Мы собрали в кучу отобранные доски, отнесли еще несколько веток.
– Слушай, а вот ты говоришь, что эта церковь тебе по наследству досталась,
– Ты все про это. Я же объяснял. Мой прадед здесь служил, отец Иларион, жил, кажется, в соседней деревне, но умер еще до революции. А моя бабушка его старшая дочь, из этих мест тогда же уехала. Но тут где-то жила его младшая дочь, бабушка Аглая. Я совсем маленький был, но слышал, что она в войну была в партизанах, и в плену была, и потом ее за это еще и сослали. Но быстро отпустили, заступился кто-то. Слава Богу за все.

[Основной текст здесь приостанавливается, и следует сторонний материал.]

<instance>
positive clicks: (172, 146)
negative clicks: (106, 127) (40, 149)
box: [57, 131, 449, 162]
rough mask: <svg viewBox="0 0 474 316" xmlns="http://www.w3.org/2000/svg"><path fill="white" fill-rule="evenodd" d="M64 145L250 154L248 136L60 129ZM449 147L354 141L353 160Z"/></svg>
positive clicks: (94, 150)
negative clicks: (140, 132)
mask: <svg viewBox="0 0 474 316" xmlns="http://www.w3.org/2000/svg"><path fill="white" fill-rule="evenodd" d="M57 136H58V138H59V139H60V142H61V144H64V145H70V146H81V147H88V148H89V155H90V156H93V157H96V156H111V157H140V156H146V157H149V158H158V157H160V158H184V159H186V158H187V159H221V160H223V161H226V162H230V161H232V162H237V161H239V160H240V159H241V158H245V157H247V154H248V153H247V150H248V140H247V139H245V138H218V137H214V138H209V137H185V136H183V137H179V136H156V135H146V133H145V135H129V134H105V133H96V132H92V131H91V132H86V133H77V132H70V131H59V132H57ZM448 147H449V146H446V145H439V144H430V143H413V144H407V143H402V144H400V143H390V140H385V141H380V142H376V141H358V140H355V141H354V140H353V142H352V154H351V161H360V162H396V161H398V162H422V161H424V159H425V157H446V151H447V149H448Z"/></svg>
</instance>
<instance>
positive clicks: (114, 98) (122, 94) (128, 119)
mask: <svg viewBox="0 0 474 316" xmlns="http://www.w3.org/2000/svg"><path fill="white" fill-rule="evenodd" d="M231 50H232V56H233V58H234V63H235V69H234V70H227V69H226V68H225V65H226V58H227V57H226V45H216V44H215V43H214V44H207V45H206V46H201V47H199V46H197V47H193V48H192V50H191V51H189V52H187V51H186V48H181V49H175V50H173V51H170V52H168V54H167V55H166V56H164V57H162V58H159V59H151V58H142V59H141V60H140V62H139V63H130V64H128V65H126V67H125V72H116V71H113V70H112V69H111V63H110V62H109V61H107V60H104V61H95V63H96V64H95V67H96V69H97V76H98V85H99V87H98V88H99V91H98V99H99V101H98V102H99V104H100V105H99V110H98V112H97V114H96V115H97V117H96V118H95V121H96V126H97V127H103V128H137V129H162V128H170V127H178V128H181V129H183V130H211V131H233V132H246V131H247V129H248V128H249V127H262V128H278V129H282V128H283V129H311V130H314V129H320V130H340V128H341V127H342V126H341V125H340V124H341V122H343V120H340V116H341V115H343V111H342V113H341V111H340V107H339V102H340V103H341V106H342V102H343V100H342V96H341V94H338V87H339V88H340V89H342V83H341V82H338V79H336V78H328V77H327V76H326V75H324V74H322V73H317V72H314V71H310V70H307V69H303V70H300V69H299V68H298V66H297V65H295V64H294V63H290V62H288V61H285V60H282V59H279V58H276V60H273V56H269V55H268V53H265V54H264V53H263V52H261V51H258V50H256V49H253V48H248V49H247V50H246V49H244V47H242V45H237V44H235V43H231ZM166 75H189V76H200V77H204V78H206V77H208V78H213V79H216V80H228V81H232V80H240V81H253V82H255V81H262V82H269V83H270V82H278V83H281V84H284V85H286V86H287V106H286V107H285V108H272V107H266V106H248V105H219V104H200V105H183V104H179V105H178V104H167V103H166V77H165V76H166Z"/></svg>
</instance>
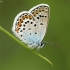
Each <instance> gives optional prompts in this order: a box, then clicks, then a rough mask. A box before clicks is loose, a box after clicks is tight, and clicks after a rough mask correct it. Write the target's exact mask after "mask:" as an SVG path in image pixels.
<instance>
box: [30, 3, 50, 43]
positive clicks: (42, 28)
mask: <svg viewBox="0 0 70 70" xmlns="http://www.w3.org/2000/svg"><path fill="white" fill-rule="evenodd" d="M29 12H30V13H31V14H32V15H33V16H34V19H35V20H36V23H37V26H38V32H39V36H38V42H39V43H40V42H41V41H42V40H43V38H44V36H45V33H46V29H47V26H48V20H49V6H48V5H47V4H40V5H37V6H35V7H33V8H31V9H30V10H29Z"/></svg>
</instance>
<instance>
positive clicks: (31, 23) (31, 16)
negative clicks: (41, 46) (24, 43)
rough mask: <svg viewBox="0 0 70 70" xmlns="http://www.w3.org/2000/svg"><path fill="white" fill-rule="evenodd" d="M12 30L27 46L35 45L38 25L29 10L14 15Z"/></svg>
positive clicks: (35, 45)
mask: <svg viewBox="0 0 70 70" xmlns="http://www.w3.org/2000/svg"><path fill="white" fill-rule="evenodd" d="M12 31H13V33H14V34H15V36H16V37H17V38H19V39H20V40H21V41H23V42H24V43H26V44H27V45H28V46H29V47H32V46H34V47H36V46H37V44H36V40H37V37H38V32H37V31H38V27H37V26H36V21H35V19H34V17H33V16H32V15H31V14H30V13H29V12H26V11H25V12H21V13H19V14H18V15H17V16H16V17H15V20H14V23H13V27H12Z"/></svg>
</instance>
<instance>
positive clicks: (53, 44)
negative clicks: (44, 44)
mask: <svg viewBox="0 0 70 70" xmlns="http://www.w3.org/2000/svg"><path fill="white" fill-rule="evenodd" d="M47 43H48V44H51V45H54V46H57V47H59V46H58V45H57V44H54V43H51V42H46V44H47Z"/></svg>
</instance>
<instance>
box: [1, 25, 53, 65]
mask: <svg viewBox="0 0 70 70" xmlns="http://www.w3.org/2000/svg"><path fill="white" fill-rule="evenodd" d="M0 30H1V31H3V32H4V33H5V34H7V35H8V36H10V37H11V38H13V39H14V40H15V41H16V42H18V43H19V44H20V45H22V46H23V47H25V48H27V49H29V50H31V49H30V48H28V47H27V46H26V45H25V44H23V43H22V42H21V41H20V40H18V39H17V38H16V37H14V36H13V35H12V34H10V33H9V32H8V31H6V30H5V29H4V28H2V27H1V26H0ZM31 51H32V52H33V53H34V54H36V55H38V56H39V57H41V58H42V59H44V60H46V61H47V62H49V63H50V64H51V65H52V66H53V64H52V62H51V61H50V60H48V59H47V58H46V57H44V56H42V55H41V54H39V53H37V52H35V51H34V50H31Z"/></svg>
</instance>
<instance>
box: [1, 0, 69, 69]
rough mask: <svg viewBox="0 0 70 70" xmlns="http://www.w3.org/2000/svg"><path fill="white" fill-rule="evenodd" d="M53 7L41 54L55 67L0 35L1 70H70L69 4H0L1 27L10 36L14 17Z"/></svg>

После войны она в эти места не вернулась, а осталась в Сибири. Она там пару лет на поселении жила, а потом ее сын, Сергей, нашел. Так она у него и осталась, сначала в Ачинске. А когда Сергею предложили в Красноярск на большой завод переехать, он ее собой забрал. А муж ее Николай Иванович пропал без вести летом сорок второго года где-то на Дону. Дом-то их бы колхозный, так что возвращаться вроде и не куда.
Один раз мы взяли отпуск и всей семьей к ним поехали. Красивый город большой. Там-то я с бабушкой Аглаей и познакомился. Она была такая маленькая худенькая, но очень живая и какая-то настоящая.
– Как это? – спросил я.
Кирилл присел на поваленный ствол и почесал за ухом.
– Знаешь, как ребенок воспринимает взрослого. Вернее, каким взрослый часто бывает с ребенком. Этот покровительственно снисходительны тон в всем. Так вот у бабушки Аглаи такого совсем не было. Она со всеми говорила как с равными и с мамой, и с отцом, и со своими внуками. Даже со мной. Так словно мы всю жизнь были знакомы. Без предварительного оценочного присматривания, что ли.
– Кажется, понимаю, – согласился я. – Пожилые сначала некоторое время рассматривают, словно оценивают. Часто они, увидев незнакомого до селе внука или внучку, не знают, как себя вести. Часто, к сожалению, выбирают строгий тон.